MOOS: This looks like a bad SNL skit with another --
UNIDENTIFIED MALE: Everyone knows, Trumpy Bear loves to go to the golf course.
UNIDENTIFIED MALE: When I ride with Trumpy Bear, it makes my golf came great again. Thank you, Trumpy Bear.
MOOS: Is this crap for real with a third?
UNIDENTIFIED MALE: Simply style his trademark hair.
MOOS: You bet you.
UNIDENTIFIED MALE: Order now for only two payments of $19.95.

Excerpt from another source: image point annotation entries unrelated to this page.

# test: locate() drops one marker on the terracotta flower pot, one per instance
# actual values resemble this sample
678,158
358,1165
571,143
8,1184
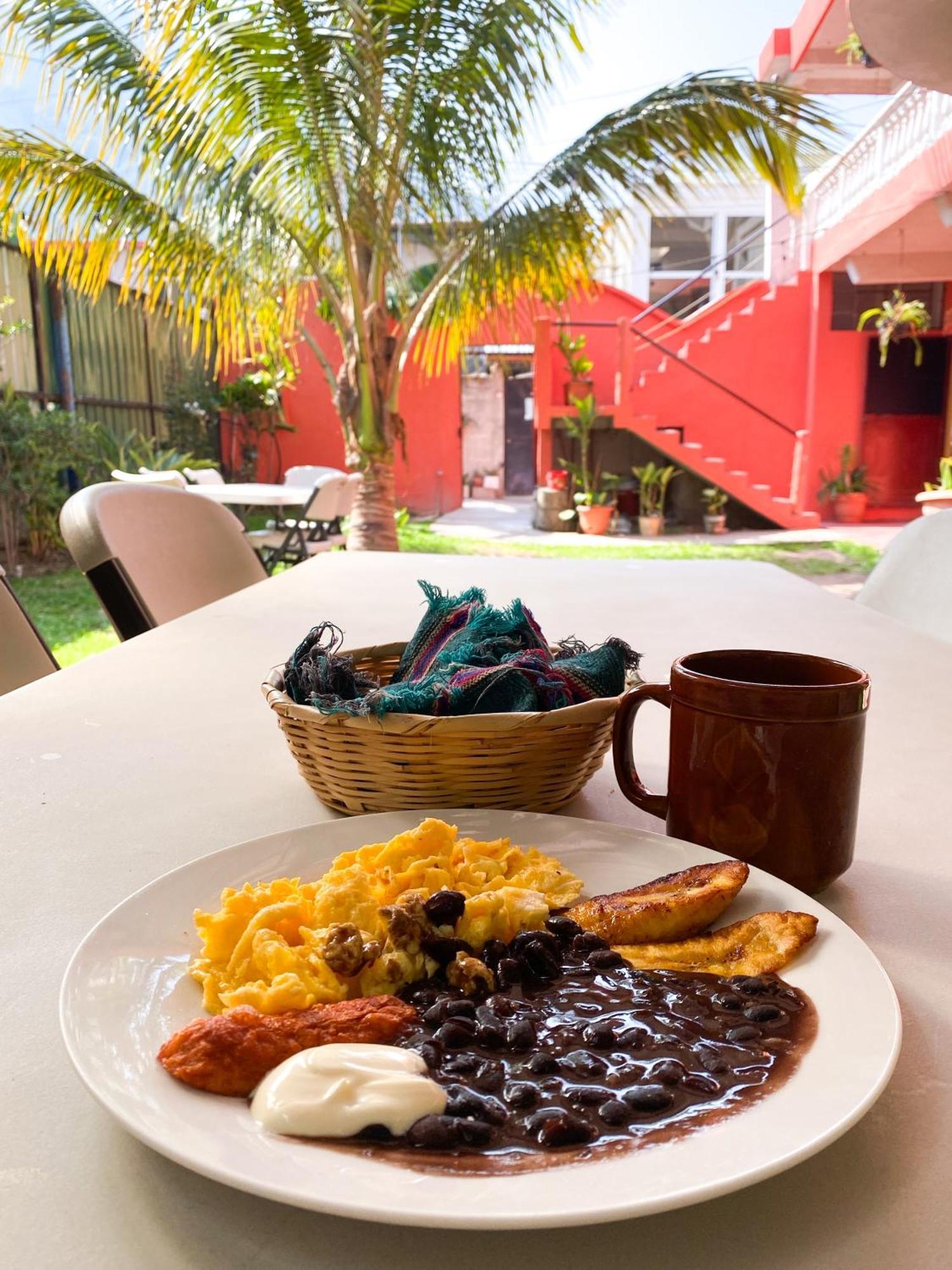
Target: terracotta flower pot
596,520
578,389
850,509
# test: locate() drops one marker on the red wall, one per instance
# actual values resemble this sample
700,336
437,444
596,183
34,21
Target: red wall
430,481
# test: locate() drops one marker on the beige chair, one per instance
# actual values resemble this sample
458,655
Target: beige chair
147,477
205,476
317,529
23,653
913,582
154,554
309,474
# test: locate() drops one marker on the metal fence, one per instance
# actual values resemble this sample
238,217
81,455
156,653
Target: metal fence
110,361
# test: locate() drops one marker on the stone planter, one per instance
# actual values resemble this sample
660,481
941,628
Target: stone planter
596,520
549,506
935,501
849,509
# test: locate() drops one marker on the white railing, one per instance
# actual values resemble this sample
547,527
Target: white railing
913,121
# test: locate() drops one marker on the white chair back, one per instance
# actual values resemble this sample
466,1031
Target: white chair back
205,476
350,495
913,582
309,474
145,477
326,501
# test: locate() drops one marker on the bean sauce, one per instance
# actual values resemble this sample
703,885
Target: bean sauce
577,1052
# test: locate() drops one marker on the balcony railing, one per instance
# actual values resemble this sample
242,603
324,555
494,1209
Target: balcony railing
913,121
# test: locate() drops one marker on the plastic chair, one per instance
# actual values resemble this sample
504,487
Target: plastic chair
913,582
317,530
153,554
145,477
309,474
205,476
23,653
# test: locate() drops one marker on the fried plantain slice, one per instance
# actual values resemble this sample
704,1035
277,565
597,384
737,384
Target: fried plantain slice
757,946
673,907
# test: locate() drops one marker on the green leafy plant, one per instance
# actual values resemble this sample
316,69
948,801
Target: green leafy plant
715,500
945,481
275,176
574,352
898,319
595,488
851,479
653,487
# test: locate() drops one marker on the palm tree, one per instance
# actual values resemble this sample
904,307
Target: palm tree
251,158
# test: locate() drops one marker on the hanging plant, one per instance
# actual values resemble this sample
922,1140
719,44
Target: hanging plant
898,319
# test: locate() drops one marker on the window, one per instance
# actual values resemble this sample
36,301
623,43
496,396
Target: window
729,248
681,243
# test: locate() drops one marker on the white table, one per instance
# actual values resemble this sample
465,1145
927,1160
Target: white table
256,495
147,756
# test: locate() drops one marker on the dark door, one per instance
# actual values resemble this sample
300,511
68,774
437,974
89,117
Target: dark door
520,435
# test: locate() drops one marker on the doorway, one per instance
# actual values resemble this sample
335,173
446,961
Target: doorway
520,434
904,422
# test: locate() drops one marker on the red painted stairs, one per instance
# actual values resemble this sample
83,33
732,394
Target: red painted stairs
755,344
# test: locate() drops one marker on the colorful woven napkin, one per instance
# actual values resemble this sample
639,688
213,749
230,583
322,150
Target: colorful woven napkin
466,657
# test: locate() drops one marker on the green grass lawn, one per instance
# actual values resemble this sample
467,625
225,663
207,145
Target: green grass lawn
68,613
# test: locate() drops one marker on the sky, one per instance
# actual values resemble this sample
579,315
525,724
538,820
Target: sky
631,46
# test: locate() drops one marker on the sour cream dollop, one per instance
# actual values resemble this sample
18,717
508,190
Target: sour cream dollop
336,1092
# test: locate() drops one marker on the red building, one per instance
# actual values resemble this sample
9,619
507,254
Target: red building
761,391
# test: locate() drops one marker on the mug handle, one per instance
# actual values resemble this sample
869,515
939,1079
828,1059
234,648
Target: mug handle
629,780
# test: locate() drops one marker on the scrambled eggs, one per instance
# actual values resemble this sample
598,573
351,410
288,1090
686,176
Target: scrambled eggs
270,944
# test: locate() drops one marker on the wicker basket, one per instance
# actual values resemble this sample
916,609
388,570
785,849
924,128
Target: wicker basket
527,761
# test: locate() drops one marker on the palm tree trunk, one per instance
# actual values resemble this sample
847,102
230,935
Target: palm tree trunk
373,523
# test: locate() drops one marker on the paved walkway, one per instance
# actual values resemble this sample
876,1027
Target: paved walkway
511,520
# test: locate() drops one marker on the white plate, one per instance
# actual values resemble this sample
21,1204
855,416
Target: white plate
126,991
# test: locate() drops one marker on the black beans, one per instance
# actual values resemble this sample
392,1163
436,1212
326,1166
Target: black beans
601,1036
670,1071
521,1034
588,943
557,1128
468,1103
489,1076
764,1014
456,1033
581,1064
615,1112
510,972
648,1098
563,928
743,1033
521,1094
446,907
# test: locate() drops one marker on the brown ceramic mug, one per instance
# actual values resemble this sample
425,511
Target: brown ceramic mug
766,755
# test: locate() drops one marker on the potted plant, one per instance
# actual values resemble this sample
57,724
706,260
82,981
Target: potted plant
653,490
939,497
715,518
579,366
595,501
846,491
898,319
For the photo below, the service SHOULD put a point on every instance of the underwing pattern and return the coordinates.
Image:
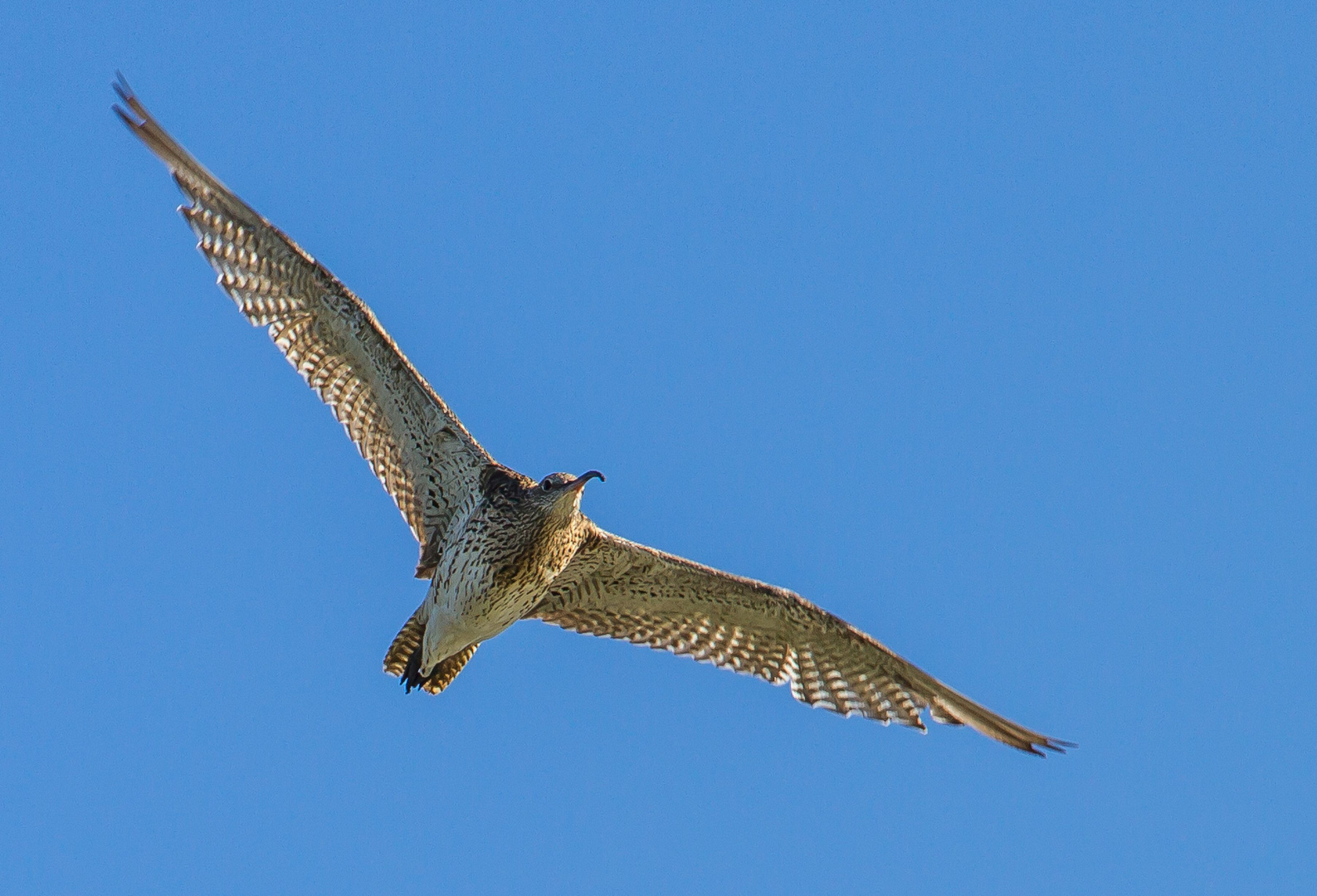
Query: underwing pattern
(498, 546)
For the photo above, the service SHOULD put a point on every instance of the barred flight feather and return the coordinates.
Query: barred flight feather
(417, 446)
(621, 590)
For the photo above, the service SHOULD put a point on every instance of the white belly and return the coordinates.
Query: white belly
(466, 606)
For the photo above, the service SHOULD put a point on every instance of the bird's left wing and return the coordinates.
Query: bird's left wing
(622, 590)
(415, 445)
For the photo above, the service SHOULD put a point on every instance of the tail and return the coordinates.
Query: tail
(405, 655)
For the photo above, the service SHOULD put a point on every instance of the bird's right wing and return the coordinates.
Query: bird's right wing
(622, 590)
(415, 445)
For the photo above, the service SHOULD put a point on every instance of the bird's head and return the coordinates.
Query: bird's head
(559, 494)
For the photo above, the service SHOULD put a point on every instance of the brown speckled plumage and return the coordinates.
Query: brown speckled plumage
(498, 546)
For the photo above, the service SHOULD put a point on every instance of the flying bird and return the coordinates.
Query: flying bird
(498, 546)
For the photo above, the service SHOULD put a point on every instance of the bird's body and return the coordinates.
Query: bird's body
(495, 545)
(498, 558)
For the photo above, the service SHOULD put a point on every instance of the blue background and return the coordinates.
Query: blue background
(989, 329)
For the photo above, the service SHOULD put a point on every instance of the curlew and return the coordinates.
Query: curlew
(498, 546)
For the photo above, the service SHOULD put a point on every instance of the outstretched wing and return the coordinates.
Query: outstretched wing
(621, 590)
(417, 448)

MOOS: I can personally vouch for Trumpy Bear, he exists, we have one. A company that specialize as in seen on T.V. ads is doing the marketing for the woman who created Trumpy Bear. Nothing partisan the VPE says, we'd like everyone to buy it, meaning, Trump lovers and haters.
UNIDENTIFIED FEMALE: Trumpy Bear is a proudly made in America. I'm kidding, it's made in China.
UNIDENTIFIED MALE: The most fearless bear anywhere.
UNIDENTIFIED MALE: That's right, he will kick ladies to Pooh's ass.
MOOS: Instantly recognizable with its red tie and its combable hair, no wonder critiques are making small hands jokes, "I am disappointed with the size of its paws." One thing, Trumpy Bear cannot do is tweet, no fingers. Hey, if President Teddy Roosevelt can inspire Teddy bears, why can't President Trump inspired Trumpy Bears?
UNIDENTIFIED MALE: I'm proud to have Trumpy Bear ride by my side.
MOOS: Its maker is planning some design changes in the New Year but it will still come with --
UNIDENTIFIED MALE: A special certificate of authenticity.
MOOS: So that you know who can't say --
TRUMP: Why doesn't he show his present?